🤖 AI Summary
Large language models (LLMs) face significant challenges in lifelong knowledge updating due to the prohibitive cost of full retraining and difficulty in maintaining long-term factual consistency.
Method: We introduce WikiBigEdit—the first large-scale, real-world lifelong knowledge editing benchmark comprising 500K QA pairs—built via an automated, scalable framework that integrates Wikidata’s dynamic edit logs with automated QA generation. We systematically evaluate state-of-the-art knowledge editing methods (e.g., ROME, MEMIT), retrieval-augmented generation (RAG), and parameter-efficient continual fine-tuning under massive, sequential editing scenarios.

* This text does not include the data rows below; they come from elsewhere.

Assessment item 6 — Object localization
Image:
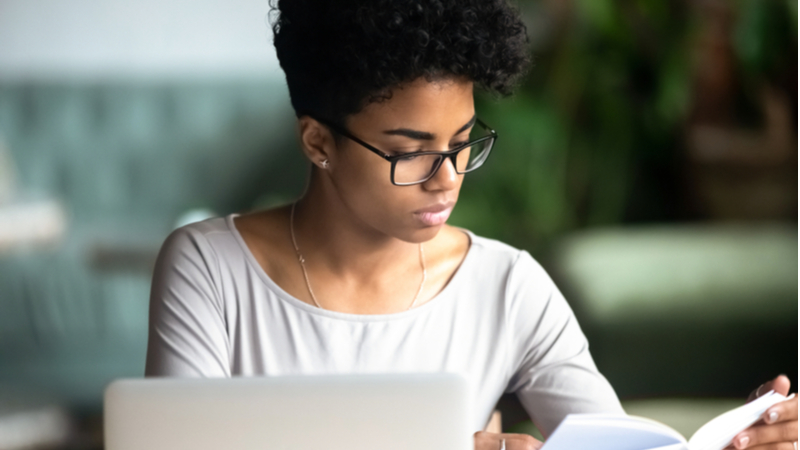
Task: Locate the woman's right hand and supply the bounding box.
[474,431,544,450]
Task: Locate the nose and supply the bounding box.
[423,158,460,191]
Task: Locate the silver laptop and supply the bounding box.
[104,374,473,450]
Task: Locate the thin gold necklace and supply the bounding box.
[289,202,428,309]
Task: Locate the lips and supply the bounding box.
[414,202,455,227]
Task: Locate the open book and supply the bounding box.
[542,391,794,450]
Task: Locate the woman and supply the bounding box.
[146,0,797,450]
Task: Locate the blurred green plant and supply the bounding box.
[451,0,797,251]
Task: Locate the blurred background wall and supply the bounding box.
[0,0,798,448]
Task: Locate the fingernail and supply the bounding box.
[767,411,778,423]
[739,436,750,448]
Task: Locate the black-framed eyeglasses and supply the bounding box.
[316,118,497,186]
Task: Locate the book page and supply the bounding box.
[542,414,686,450]
[689,391,786,450]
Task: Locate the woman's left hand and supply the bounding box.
[728,375,797,450]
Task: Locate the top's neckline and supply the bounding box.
[225,213,475,322]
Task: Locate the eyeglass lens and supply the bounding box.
[394,139,494,184]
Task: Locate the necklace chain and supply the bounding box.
[289,202,428,309]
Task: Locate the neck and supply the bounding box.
[294,174,420,282]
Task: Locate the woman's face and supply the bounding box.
[329,79,475,246]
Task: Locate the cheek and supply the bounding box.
[333,148,421,227]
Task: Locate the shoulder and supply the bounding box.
[156,215,239,278]
[460,228,546,278]
[465,230,571,312]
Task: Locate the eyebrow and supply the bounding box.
[383,115,476,141]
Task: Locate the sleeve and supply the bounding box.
[145,226,230,377]
[506,251,624,436]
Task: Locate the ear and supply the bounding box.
[297,116,336,169]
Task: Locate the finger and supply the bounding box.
[474,431,544,450]
[733,420,797,450]
[736,442,797,450]
[761,396,797,424]
[747,375,792,402]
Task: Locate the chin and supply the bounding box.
[398,224,444,244]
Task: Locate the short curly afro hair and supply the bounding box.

Contributions/Results: We identify critical failure modes: mainstream editing methods suffer severe performance degradation after >1K consecutive edits, exposing fundamental bottlenecks in scalability, edit persistence, and generalization. WikiBigEdit has become a community-standard benchmark, establishing a reproducible evaluation paradigm and clarifying concrete technical boundaries for industrial-grade lifelong knowledge maintenance.
📝 Abstract
Keeping large language models factually up-to-date is crucial for deployment, yet costly retraining remains a challenge. Knowledge editing offers a promising alternative, but methods are only tested on small-scale or synthetic edit benchmarks. In this work, we aim to bridge research into lifelong knowledge editing to real-world edits at practically relevant scale. We first introduce WikiBigEdit; a large-scale benchmark of real-world Wikidata edits, built to automatically extend lifelong for future-proof benchmarking. In its first instance, it includes over 500K question-answer pairs for knowledge editing alongside a comprehensive evaluation pipeline. Finally, we use WikiBigEdit to study existing knowledge editing techniques' ability to incorporate large volumes of real-world facts and contrast their capabilities to generic modification techniques such as retrieval augmentation and continual finetuning to acquire a complete picture of the practical extent of current lifelong knowledge editing.